NFL tackles gender norms

Katie Sowers is the first female to coach in the Super Bowl.

Sowers+is+the+first+female+and+is+the+first+openly+gay+NFL+coach+in+the+Super+Bowl.

AP Photo/Josie Lepe

Sowers is the first female and is the first openly gay NFL coach in the Super Bowl.

Taylor Ann Hartley, Online-Editor-in-Chief

The offensive assistant of the San Francisco 49ers will make history on Super Bowl Sunday. Katie Sowers is the first woman to coach in the Super Bowl and she is only one of three women that coach in the NFL. The other two, Lori Locust and Maral Javadifar, made NFL history with the Buccaneers when they became the first full-time female coaches in franchise history. Sowers also holds the titles of the second woman to be hired as a full-time assistant coach and the first openly gay NFL coach.

As an offensive assistant, Sower’s job consists mostly of grunt work. She helps organize practices, and she spends late nights drawing plays on cards for the scout team and early mornings prepping drills.

Sowers isn’t the only female to break ground in the NFL. During the game between the New England Patriots and the Los Angeles Chargers on Jan. 12, Sarah Thomas served as the down judge, making her the first female to officiate an NFL playoff game.

Although Sower’s gender is a factor in her newfound fame, it is not a factor in the locker room or on the field. Many of the players have stated her presence makes practice more fun for the players. 

“The best compliment – I don’t know if this is right to say – she’s like one of the guys in there,” said 49ers General Manager John Lynch. “It’s awesome. It’s inspired us. I’ve got three daughters, and I think it’s really cool for girls to realize they can dream to do this.”

During the Super Bowl, Sowers appeared in an ad for Microsoft. “I’m not just here to be the token female,” she says in the ad. “I’m here to help us win.” She hopes that young girls that see her both in the commercial and on the field will be inspired to live their dream like she is.

“I’m waiting for someone to tell me this is all a joke, and they’re going to be like, ‘Sike – you’re not really there, you’re not really a football coach,'” Sowers said. “It’s one of those things that [make] you really start to look around you and take advantage of every single day.”

Sowers is also inspiring people in the Reagan community as well. Sophomore Angelica Ferria has first-hand experience as a female in the male-dominated football world because she is one of two females on the Reagan Football team.

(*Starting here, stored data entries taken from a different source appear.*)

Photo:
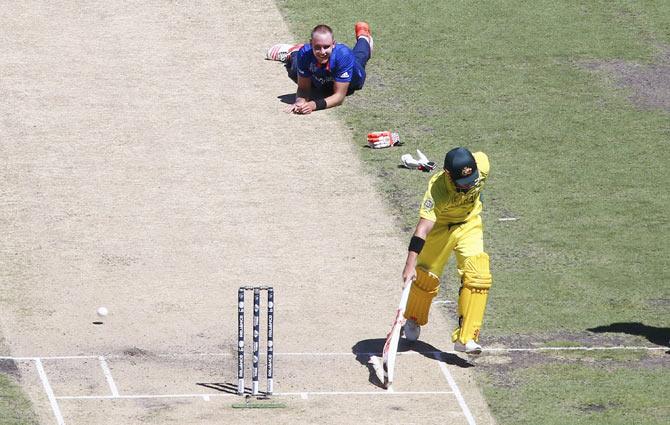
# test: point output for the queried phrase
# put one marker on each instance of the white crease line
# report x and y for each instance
(345, 353)
(108, 376)
(50, 394)
(378, 366)
(457, 392)
(302, 394)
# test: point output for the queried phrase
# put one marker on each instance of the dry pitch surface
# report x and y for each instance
(149, 168)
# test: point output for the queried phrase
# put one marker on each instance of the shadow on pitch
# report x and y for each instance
(658, 336)
(227, 387)
(365, 349)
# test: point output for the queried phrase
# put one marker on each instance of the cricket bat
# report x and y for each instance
(393, 337)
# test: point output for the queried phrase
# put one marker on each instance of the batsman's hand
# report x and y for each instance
(383, 139)
(297, 107)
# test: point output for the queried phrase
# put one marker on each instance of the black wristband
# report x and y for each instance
(416, 244)
(320, 104)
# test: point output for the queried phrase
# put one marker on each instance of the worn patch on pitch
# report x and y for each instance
(649, 83)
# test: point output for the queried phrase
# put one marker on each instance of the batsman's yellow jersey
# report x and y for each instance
(443, 204)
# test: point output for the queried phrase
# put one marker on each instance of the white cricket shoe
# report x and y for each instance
(411, 330)
(470, 347)
(281, 52)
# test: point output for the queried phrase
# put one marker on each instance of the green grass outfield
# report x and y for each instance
(581, 167)
(15, 408)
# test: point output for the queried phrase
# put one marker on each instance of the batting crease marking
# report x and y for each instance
(457, 392)
(50, 394)
(108, 376)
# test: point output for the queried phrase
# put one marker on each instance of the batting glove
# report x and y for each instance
(383, 139)
(422, 163)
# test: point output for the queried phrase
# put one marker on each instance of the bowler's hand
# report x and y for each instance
(293, 109)
(306, 108)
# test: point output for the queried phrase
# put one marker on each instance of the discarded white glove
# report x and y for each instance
(383, 139)
(422, 163)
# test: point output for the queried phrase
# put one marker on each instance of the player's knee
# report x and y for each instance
(477, 272)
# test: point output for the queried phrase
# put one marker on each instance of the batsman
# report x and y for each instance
(449, 222)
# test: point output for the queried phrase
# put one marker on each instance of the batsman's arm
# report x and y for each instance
(423, 228)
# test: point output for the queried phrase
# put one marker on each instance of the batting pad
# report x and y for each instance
(472, 297)
(424, 289)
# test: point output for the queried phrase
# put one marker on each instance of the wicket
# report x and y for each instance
(255, 338)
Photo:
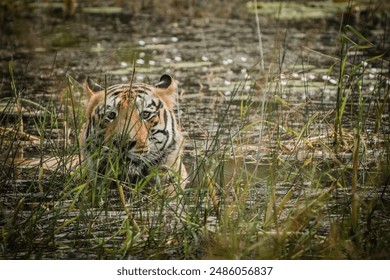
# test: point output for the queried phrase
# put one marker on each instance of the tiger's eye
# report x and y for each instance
(146, 115)
(111, 115)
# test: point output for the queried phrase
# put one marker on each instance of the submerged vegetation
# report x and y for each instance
(296, 166)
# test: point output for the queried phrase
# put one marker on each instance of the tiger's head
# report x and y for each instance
(133, 124)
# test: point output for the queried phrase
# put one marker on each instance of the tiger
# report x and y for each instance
(133, 125)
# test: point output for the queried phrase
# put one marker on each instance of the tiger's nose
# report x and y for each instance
(138, 147)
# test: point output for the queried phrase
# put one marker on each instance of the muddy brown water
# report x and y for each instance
(217, 62)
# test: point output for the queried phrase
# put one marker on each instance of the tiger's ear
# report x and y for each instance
(92, 87)
(165, 82)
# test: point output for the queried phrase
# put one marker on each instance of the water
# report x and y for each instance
(221, 90)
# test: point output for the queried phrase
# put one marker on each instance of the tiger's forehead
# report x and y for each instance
(138, 94)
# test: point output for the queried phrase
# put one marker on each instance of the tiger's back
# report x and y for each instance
(133, 125)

“I think it’s so awesome. It shows that things are changing and it gives me hope. I’m still trying to get used to the number of questions and attention I get for being on the Reagan football team. I can only imagine how accomplished she must feel.”

Sowers may be living her dream now, but her journey there has not been the easiest. It has taken countless hours of work and a bit of luck. In 2016, she received a chance as an offensive intern during training camp, working with wide receivers coach Raheem Morris on organizing and conducting practice drills.

“I knew I had a long road ahead of me if I wanted to be an NFL coach,” Sowers said. “I didn’t have the opportunity to play on a college team. I didn’t have the opportunity to break down film. I didn’t have the opportunity to network like a lot of people did. But I was up for the challenge.” 

Sowers is breaking ground now and will continue to throughout her career. She hopes more girls will follow her lead in the future.

“You have to have a first for everything to create change,” Sowers said. “But I want to make sure I’m not the last.”